The briefing also included speakers Brenda Toineeta Pipestem, Justice of the Eastern Band Cherokee Supreme Court, and Dawn Stover, Executive Director of the Alliance of Tribal Coalitions to End Violence, and was moderated by Elizabeth Carr, Senior Native Affairs Advisor for the National Indigenous Women’s Resource Center.
- Yesterday, Senator Murkowski introduced the Human Trafficking and Exploitation Prevention Training Act of 2020, which would prevent the human trafficking and exploitation of children by providing grants critical for training students, parents, teachers, and school personnel to understand, recognize, prevent, and respond to signs of human trafficking.
- In January of 2020, the White House task force, Operation Lady Justice, composed of federal officials from the U.S. Department of the Interior (DOI), U.S. Department of Justice (DOJ), and U.S. Department of Health and Human Services (HHS), held their first meeting. [Note: Assistant Secretary Tara Sweeney is a member of the task force.]
- In December 2019, the President signed into law a funding package which included for the first time, funding secured by Senator Murkowski to address the crisis of missing, trafficked, and murdered Indigenous women. Specifically, $6.5 million is included for the Bureau of Indian Affairs (BIA) to take a comprehensive look at the issue across the BIA and Indian Health Service (IHS), which includes funding for cold case work, background checks, equipment needs, training, and a directive for the IHS regarding forensic training. The bill also includes language directing coordination and data collection among Tribal, local, state, and federal law enforcement.
- In November of 2019, U.S. Attorney General Barr announced the Department of Justice would launch a national strategy to address the crisis of missing and murdered Indigenous persons. Following that announcement, President Donald J. Trump signed an executive order to establish Operation Lady Justice, a task force to help address the epidemic of missing and murdered Indigenous women.

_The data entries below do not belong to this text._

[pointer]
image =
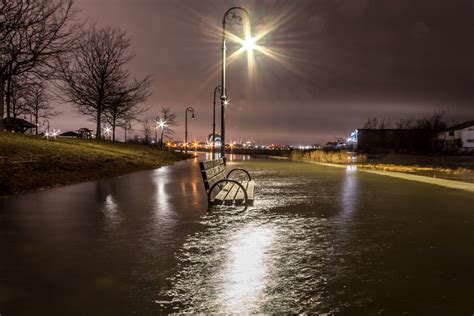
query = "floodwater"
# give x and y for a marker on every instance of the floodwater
(317, 240)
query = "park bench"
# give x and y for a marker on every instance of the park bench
(228, 191)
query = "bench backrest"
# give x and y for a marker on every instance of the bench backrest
(212, 171)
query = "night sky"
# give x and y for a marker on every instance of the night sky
(337, 63)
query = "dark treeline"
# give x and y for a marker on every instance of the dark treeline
(436, 122)
(46, 53)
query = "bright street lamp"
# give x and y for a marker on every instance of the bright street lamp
(188, 109)
(238, 14)
(159, 124)
(216, 90)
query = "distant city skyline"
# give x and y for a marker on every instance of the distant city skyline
(343, 61)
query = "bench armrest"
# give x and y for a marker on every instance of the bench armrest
(239, 169)
(224, 181)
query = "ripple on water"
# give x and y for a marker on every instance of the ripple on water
(253, 262)
(272, 258)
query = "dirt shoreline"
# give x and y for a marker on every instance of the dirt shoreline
(29, 163)
(453, 184)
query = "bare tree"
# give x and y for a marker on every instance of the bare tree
(37, 103)
(124, 106)
(32, 33)
(372, 123)
(147, 130)
(94, 77)
(168, 118)
(404, 123)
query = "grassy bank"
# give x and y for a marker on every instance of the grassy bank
(29, 162)
(457, 168)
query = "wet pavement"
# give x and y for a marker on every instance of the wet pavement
(317, 240)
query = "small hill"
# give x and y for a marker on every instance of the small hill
(32, 162)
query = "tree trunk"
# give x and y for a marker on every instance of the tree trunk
(9, 97)
(36, 123)
(2, 104)
(161, 138)
(97, 130)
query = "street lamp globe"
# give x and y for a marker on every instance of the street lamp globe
(249, 43)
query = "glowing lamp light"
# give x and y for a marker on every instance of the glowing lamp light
(249, 43)
(161, 124)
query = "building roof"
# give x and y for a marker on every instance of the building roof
(69, 134)
(461, 126)
(14, 121)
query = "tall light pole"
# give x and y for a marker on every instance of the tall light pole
(44, 121)
(188, 109)
(216, 90)
(238, 14)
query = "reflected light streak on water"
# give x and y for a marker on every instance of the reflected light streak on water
(245, 273)
(111, 213)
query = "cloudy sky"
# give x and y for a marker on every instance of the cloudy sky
(336, 63)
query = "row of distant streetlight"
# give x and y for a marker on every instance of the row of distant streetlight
(238, 14)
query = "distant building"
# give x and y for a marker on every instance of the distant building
(218, 140)
(393, 140)
(458, 138)
(84, 133)
(17, 125)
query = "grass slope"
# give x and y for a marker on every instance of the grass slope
(31, 162)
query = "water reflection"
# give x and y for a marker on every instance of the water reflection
(161, 197)
(349, 190)
(245, 271)
(111, 213)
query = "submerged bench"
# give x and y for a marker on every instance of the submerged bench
(228, 191)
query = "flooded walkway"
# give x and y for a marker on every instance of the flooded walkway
(318, 240)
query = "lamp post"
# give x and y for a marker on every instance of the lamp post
(216, 90)
(234, 13)
(46, 120)
(127, 126)
(188, 109)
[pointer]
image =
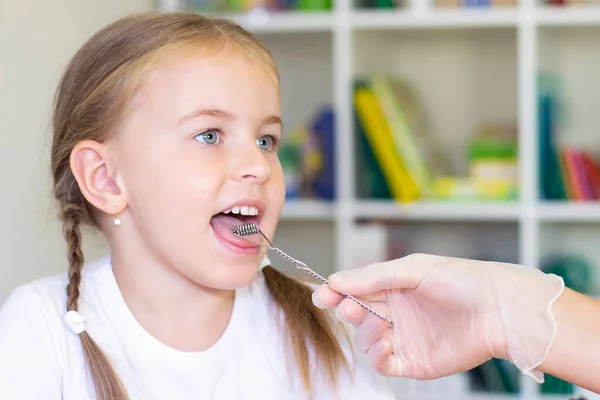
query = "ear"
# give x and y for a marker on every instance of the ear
(98, 180)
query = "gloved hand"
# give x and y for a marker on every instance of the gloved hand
(449, 314)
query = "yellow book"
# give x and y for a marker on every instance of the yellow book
(379, 136)
(401, 132)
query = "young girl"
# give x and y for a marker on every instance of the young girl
(165, 136)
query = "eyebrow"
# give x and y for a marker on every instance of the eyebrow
(213, 112)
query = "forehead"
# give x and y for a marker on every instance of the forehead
(224, 80)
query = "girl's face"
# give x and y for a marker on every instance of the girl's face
(199, 144)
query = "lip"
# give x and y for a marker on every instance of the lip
(250, 202)
(232, 246)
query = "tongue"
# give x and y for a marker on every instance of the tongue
(222, 225)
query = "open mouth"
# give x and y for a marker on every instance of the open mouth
(223, 223)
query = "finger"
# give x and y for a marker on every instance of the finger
(383, 359)
(351, 312)
(324, 297)
(372, 330)
(402, 273)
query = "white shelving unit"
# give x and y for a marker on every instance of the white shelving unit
(471, 66)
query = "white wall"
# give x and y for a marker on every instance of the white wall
(37, 38)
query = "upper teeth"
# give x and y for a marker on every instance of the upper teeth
(243, 210)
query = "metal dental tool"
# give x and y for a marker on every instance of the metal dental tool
(249, 229)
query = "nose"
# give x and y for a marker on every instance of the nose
(251, 164)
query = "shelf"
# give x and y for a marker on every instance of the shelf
(260, 21)
(569, 212)
(437, 211)
(383, 19)
(568, 16)
(308, 210)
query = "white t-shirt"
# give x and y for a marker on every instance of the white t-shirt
(40, 358)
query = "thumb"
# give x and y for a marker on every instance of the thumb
(402, 273)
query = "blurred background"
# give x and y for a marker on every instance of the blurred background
(460, 127)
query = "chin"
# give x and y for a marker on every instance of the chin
(226, 276)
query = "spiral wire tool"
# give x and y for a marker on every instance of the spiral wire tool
(250, 229)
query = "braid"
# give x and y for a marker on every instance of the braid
(72, 234)
(106, 382)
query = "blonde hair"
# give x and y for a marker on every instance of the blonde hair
(96, 86)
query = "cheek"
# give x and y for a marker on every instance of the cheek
(170, 187)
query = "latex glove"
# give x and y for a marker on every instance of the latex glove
(449, 314)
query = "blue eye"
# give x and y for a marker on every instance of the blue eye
(209, 137)
(266, 143)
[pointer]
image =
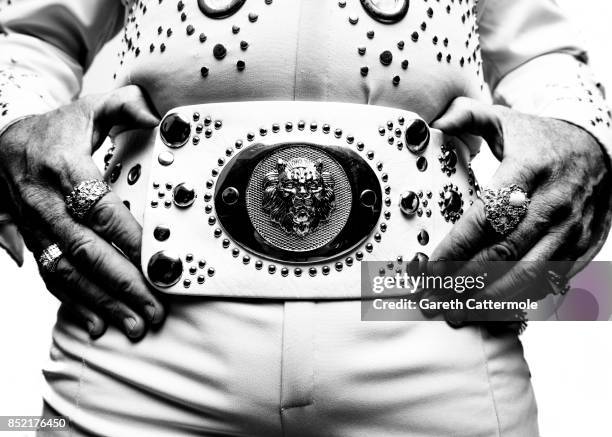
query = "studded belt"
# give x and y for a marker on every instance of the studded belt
(286, 199)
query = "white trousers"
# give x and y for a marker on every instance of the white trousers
(271, 368)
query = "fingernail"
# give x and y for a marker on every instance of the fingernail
(152, 312)
(129, 323)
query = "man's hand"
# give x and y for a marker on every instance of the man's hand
(42, 158)
(567, 176)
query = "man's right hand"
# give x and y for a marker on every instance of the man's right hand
(42, 159)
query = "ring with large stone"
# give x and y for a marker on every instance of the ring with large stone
(558, 283)
(84, 197)
(49, 258)
(505, 208)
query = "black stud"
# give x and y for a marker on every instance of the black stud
(219, 51)
(134, 174)
(220, 9)
(422, 164)
(174, 130)
(409, 203)
(417, 136)
(423, 238)
(165, 269)
(386, 12)
(386, 57)
(183, 195)
(230, 196)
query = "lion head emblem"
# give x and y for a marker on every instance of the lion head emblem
(299, 195)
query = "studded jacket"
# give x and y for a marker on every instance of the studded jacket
(520, 53)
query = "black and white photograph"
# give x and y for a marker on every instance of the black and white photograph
(305, 218)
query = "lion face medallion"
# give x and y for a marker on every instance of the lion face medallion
(299, 195)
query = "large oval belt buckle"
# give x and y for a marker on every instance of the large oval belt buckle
(240, 194)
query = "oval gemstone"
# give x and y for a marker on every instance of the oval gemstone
(220, 8)
(174, 130)
(183, 195)
(165, 269)
(386, 11)
(409, 203)
(417, 136)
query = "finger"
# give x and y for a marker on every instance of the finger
(531, 272)
(74, 289)
(126, 107)
(465, 115)
(83, 316)
(109, 217)
(92, 296)
(472, 232)
(101, 261)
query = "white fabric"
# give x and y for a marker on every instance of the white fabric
(299, 369)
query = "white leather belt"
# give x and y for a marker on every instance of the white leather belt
(285, 199)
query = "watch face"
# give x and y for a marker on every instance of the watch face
(298, 202)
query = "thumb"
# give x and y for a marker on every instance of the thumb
(469, 116)
(125, 107)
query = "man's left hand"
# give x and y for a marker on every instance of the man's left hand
(564, 171)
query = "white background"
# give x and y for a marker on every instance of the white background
(571, 363)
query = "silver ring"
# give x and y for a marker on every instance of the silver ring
(558, 283)
(84, 197)
(49, 258)
(505, 208)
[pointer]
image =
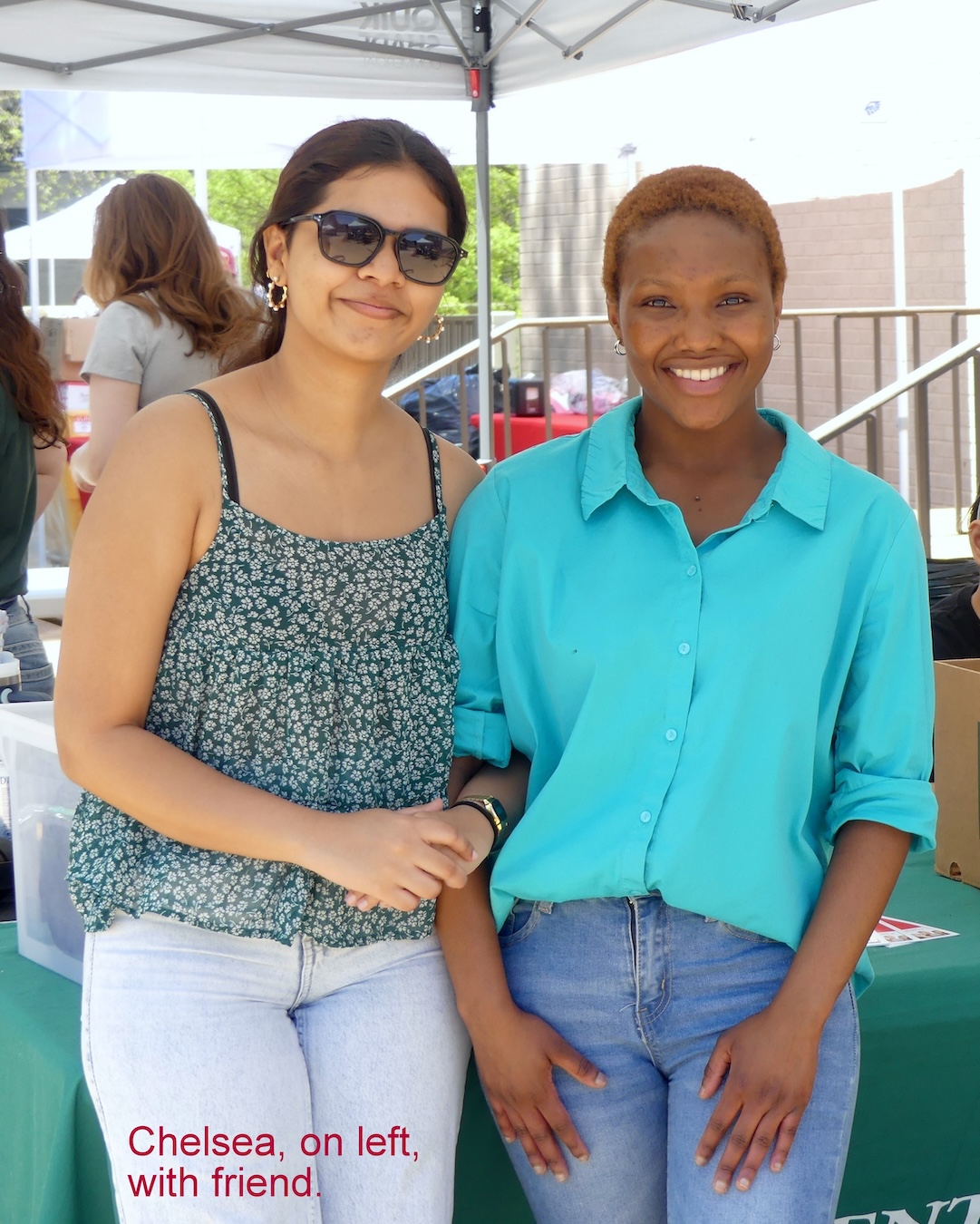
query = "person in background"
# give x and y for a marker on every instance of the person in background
(710, 638)
(168, 308)
(32, 459)
(956, 618)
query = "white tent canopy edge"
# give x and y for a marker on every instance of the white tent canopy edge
(433, 49)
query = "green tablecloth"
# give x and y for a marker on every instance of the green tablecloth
(917, 1133)
(53, 1165)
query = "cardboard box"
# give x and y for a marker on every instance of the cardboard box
(65, 342)
(958, 769)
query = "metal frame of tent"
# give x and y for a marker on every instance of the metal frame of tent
(475, 53)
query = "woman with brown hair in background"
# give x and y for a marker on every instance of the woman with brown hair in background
(168, 307)
(32, 458)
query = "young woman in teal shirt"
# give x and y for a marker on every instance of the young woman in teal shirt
(710, 638)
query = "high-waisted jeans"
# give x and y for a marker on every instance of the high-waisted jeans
(644, 990)
(24, 640)
(248, 1081)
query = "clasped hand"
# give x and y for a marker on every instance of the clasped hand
(399, 859)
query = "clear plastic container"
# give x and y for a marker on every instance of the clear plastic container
(42, 804)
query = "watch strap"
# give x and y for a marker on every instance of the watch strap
(493, 811)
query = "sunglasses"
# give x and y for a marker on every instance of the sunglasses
(424, 256)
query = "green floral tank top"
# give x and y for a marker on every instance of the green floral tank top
(322, 672)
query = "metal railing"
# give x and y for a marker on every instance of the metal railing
(808, 340)
(876, 315)
(458, 361)
(917, 384)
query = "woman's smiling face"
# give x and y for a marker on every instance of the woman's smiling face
(696, 315)
(372, 312)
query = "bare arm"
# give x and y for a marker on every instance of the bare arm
(156, 516)
(112, 404)
(51, 464)
(769, 1063)
(515, 1050)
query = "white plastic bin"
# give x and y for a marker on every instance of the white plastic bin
(42, 803)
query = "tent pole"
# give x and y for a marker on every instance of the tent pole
(483, 299)
(201, 189)
(34, 278)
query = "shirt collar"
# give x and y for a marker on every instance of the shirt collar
(800, 482)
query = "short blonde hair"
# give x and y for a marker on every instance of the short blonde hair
(692, 189)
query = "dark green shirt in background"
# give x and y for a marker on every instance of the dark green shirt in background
(18, 493)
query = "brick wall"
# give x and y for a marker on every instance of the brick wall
(839, 252)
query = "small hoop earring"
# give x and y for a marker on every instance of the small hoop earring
(270, 296)
(429, 336)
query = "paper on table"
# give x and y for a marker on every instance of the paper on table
(891, 932)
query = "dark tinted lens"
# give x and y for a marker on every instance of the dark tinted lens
(349, 238)
(427, 257)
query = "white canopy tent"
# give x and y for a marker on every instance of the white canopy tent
(429, 49)
(67, 234)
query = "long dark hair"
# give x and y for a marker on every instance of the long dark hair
(333, 152)
(153, 248)
(24, 370)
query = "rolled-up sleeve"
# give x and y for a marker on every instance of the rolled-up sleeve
(884, 741)
(473, 597)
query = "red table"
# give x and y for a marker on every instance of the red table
(528, 431)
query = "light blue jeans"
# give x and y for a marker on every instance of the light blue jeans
(350, 1062)
(645, 990)
(24, 640)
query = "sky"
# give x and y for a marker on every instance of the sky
(871, 98)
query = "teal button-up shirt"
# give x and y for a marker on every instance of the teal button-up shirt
(700, 721)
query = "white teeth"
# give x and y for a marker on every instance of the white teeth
(699, 374)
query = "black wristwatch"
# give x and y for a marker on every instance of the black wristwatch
(493, 811)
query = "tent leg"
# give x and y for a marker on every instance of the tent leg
(483, 299)
(34, 277)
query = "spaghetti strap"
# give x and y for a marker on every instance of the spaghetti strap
(434, 472)
(225, 454)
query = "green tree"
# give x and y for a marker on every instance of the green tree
(241, 199)
(506, 254)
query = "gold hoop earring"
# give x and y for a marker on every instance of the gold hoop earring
(434, 335)
(270, 296)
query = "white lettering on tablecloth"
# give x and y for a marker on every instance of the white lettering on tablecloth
(941, 1212)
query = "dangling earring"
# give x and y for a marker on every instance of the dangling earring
(434, 335)
(270, 291)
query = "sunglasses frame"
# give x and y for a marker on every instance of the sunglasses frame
(384, 233)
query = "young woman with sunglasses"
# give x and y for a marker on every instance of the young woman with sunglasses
(711, 639)
(268, 726)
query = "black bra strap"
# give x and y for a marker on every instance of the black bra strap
(225, 453)
(434, 471)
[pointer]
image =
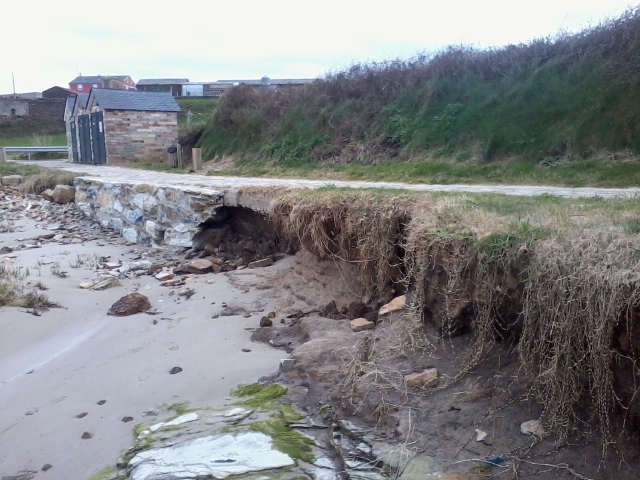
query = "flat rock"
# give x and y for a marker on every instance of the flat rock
(130, 305)
(422, 378)
(201, 265)
(47, 194)
(359, 324)
(164, 276)
(216, 456)
(419, 467)
(63, 194)
(394, 305)
(265, 262)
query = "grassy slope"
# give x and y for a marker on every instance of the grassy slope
(551, 111)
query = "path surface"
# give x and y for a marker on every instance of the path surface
(121, 174)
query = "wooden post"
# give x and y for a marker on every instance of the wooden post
(196, 154)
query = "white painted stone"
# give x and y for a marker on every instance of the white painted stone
(130, 235)
(218, 456)
(394, 305)
(532, 427)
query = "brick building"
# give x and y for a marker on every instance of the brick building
(121, 126)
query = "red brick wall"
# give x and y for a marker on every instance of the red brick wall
(143, 137)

- In November of 2019, the Senate Indian Affairs Committee advanced legislation led by U.S. Senators Murkowski and Cortez Masto (D-NV) to address the crisis of missing, murdered, and trafficked Native women. The bills, Savanna’s Act and Not Invisible Act, aim to combat the epidemic by improving the federal government’s response to the crisis. Savanna’s Act increases coordination among all levels of law enforcement, increases data collection and information sharing, and empowers tribal governments with access to law enforcement databases they need in cases involving missing and murdered Indigenous women and girls, wherever they occur. The Not Invisible Act engages law enforcement, tribal leaders, federal partners, and service providers and improves coordination across federal agencies. The bill designates an official to coordinate efforts across agencies and establishes a commission of tribal and federal stakeholders to make recommendations to the DOI and DOJ on best practices to combat the epidemic of disappearances, homicide, violent crime and trafficking of Native Americans and Alaska Natives.
- In October of 2019, Murkowski introduced the Alaska Tribal Public Safety Empowerment Act, legislation to empower tribes in Alaska to exercise the special domestic violence criminal jurisdiction on a pilot basis.
- In January of 2019, the Senators introduced the Justice for Native Survivors of Sexual Violence Act with Senator Tom Udall and the Native Youth and Tribal Officer Protection Act (NYTOPA), which build on the Tribal jurisdiction provisions in the Violence Against Women Act of 2013 (VAWA 2013). Justice for Native Survivors aims to address sexual violence on Indian reservations by restoring Tribal authority to prosecute cases of sexual assault, sex trafficking, and stalking. NYTOPA reaffirms Tribal authority to prosecute attempted and threatened domestic violence and extends the VAWA 2013 protections to children and law enforcement personnel on Tribal lands.